The reason that the Sierra Club board selected Werbach was to refurbish its image as an exclusive preserve for the white haute bourgeoisie. "The Club was mostly white and had a reputation for being a yuppie joint," admits Werbach. And despite all of the egalitarian blather he deploys, Werbach can't quite suppress the elitist disdain he shares with his Sierra Club elders for ordinary Americans. The book is littered with examples of eco-snobbery.

"For me, the wild quality of my community was the only thing worth saving," writes this former San Fernando Valley resident. "I'd be happy to see all of the boxy stores destroyed in the next quake." Translation: Look out, you low-life Angeleno shoppers! Or consider his praise for a plan to remove campsites, garages, a gas station, and hot dog stands from Yosemite Park: "People asked why we should remove these modern conveniences. I question how we could have built them in the first place. If you want stuffed animals, go to an amusement park," sniffs Werbach. Message: Only yuppie backpackers who can afford to hike for a week in the wilderness should be allowed in such cathedrals of nature. Along similar lines, he dismisses Wal-Mart as "a new breed of toxin." As Werbach sees it, the problem is that poor people are too attracted to the "convenience of row upon row of imported, low-quality junk–anything you might need for your work, home, or pleasure."

His alternative is a homey version of bioregionalism in which people should buy only locally made products. "We should demand that the Safeway in Idaho carry only native potatoes," declares Werbach.

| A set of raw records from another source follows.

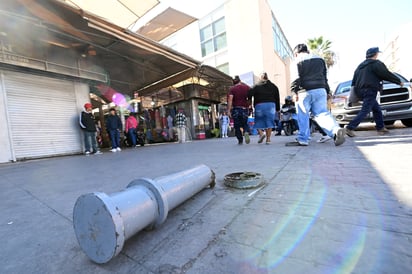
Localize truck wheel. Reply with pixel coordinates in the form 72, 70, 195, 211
401, 119, 412, 127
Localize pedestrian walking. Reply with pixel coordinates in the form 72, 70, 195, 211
227, 75, 250, 145
220, 111, 230, 138
248, 72, 280, 145
345, 47, 403, 137
79, 103, 102, 155
286, 44, 345, 146
124, 112, 139, 147
175, 108, 187, 143
166, 113, 174, 141
106, 108, 123, 152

Like so much else in the book, this is incoherent on many levels, not least of which is that potatoes are "native" to the Andes Mountains of Peru.

Werbach's lack of critical reflection shows up in other ways, too. "We need to be savvy, but we don't need to employ scare tactics and misleading information to communicate our message," he writes, even as he lards his pages with the usual litany of eco-horrors declaring that modern American civilization is poisoning kids, causing epidemics of cancer, warming the globe, and degrading the landscape. In fact, Werbach can't resist the standard-issue Gen X whining. "Our birthright is environmental devastation and a crumbling educational system–thank you very much, Mom and Dad," he writes.

What can he be talking about? Even he admits that the water and air are much cleaner than they were a couple of decades ago and that most of the pesticides that he regards as dangerous have been eliminated. If he would look around, he would find forests have been expanding since the 1920s, that people are living longer, that food and energy are cheaper and more abundant than ever before in history. But I guess he's more intent on proving his point about being a victim of "a crumbling educational system."

Perhaps Act Now's biggest howler is, "Environmentalists differ from private companies in that there is no direct self interest in our message." And just why do you think the Sierra Club board turned to a 23-year-old naif, if not as part of a desperate bid to bolster its sagging membership and falling budget? Certainly not out of self-interest.

Of course, it is certainly acceptable for a 23-year-old to express callow, outlandish opinions, to test the limits of propriety, and to elevate attitude over substance–indeed, such behavior is almost to be expected, if not encouraged. But the presumably intelligent and experienced adults who boosted him into this high-profile position ought to be ashamed of themselves. (Could California Social Services charge them with child abuse?)

Werbach recounts that he once "received a call from an irate C-SPAN fan. `You kid,' [the caller] fumed, `you're an ignorant, insolent, precocious, left-wing, pinky [sic], hippy, enviro-freak! What do you think about that?'

`Wow,' I paused a second to absorb it all, `you learned all that just from seeing me for an hour on C-SPAN? You're pretty perceptive.'"

As this book clearly documents, the viewer was, indeed, quite perceptive.